What a checkable record could do

Every award can be logged with who referred it and by which route. A privileged lane stops being a two-year investigation and becomes a signed number anyone can check — while it is happening, not years later.

Where it stops

A number is not a remedy. Even after a court called the lane unlawful, no contract was cancelled and no money came back. And whether a price was fair is a judgement a record can’t make — only the pattern testifies.

What you can do

Ask for contracts to be published as they are signed — who won, by what route, for how much. The wrong is rarely in any single contract; it lives in the pattern, so push for the pattern to be visible in real time.

See this case checked against the protocol, step by step →

The vote

A document check that turns real people away

Photo ID at polling stations turned away about 14,000 people at the May 2023 elections — and many more went uncounted, because the law barred staff from recording who was refused. It fell hardest on disabled, unemployed, younger and poorer voters. A minister later admitted it was a “clever scheme” that “came back to bite” his own party.

What a checkable protocol could do

Prove you are allowed to vote without showing a document at the booth — eligibility proven by maths, not a passport. The identity check happens once, when you enrol, and never again at the ballot box.

Where it stops

It moves the gate; it does not remove it. And it can’t decide who is eligible — that is a political choice a protocol must carry out, not overrule. A rule designed to exclude can still exclude, but now it must be argued in the open, not slipped in as routine admin.

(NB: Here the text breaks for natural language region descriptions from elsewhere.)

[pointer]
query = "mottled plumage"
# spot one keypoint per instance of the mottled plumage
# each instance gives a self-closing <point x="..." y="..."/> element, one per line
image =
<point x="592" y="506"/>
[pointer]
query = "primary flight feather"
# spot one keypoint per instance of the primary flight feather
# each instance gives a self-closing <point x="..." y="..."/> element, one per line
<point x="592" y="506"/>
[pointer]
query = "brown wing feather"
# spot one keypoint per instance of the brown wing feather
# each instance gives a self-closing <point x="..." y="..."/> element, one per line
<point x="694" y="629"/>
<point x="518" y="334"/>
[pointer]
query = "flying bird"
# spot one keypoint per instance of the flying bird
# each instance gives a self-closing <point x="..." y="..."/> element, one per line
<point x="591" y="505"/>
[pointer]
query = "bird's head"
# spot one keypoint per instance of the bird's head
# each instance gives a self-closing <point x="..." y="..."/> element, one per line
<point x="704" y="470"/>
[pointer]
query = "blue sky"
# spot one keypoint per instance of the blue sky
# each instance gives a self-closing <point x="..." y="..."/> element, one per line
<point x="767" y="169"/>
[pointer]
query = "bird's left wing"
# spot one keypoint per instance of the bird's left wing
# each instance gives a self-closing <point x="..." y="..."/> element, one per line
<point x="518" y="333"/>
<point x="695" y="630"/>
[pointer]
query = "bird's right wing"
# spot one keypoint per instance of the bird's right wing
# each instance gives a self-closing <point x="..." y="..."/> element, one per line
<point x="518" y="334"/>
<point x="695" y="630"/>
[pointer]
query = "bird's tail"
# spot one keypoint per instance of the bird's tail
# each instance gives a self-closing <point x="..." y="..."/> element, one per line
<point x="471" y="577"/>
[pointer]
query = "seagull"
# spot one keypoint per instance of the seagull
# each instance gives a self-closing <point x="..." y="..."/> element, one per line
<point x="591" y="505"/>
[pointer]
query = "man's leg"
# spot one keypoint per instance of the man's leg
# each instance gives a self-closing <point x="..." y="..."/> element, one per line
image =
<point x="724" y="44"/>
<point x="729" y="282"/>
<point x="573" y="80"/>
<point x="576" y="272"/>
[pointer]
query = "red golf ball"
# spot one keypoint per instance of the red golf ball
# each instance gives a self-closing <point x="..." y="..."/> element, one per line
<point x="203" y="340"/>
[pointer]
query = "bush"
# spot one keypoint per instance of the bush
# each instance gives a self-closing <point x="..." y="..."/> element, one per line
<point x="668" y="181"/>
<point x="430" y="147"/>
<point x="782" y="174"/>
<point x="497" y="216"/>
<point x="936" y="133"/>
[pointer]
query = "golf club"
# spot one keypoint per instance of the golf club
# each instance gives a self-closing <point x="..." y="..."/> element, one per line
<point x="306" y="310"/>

What you can do (Great Britain, today)

If you don’t hold accepted photo ID, apply for a free Voter Authority Certificate — it exists for exactly this. Check the accepted-ID list before an election, and help someone who might otherwise be turned away.

See this case checked against the protocol, step by step →

Part of something larger

These three are drawn from a wider set: real situations walked through the protocol step by step, each machine-checked against the same rules, each honest about where it holds, strains, or breaks.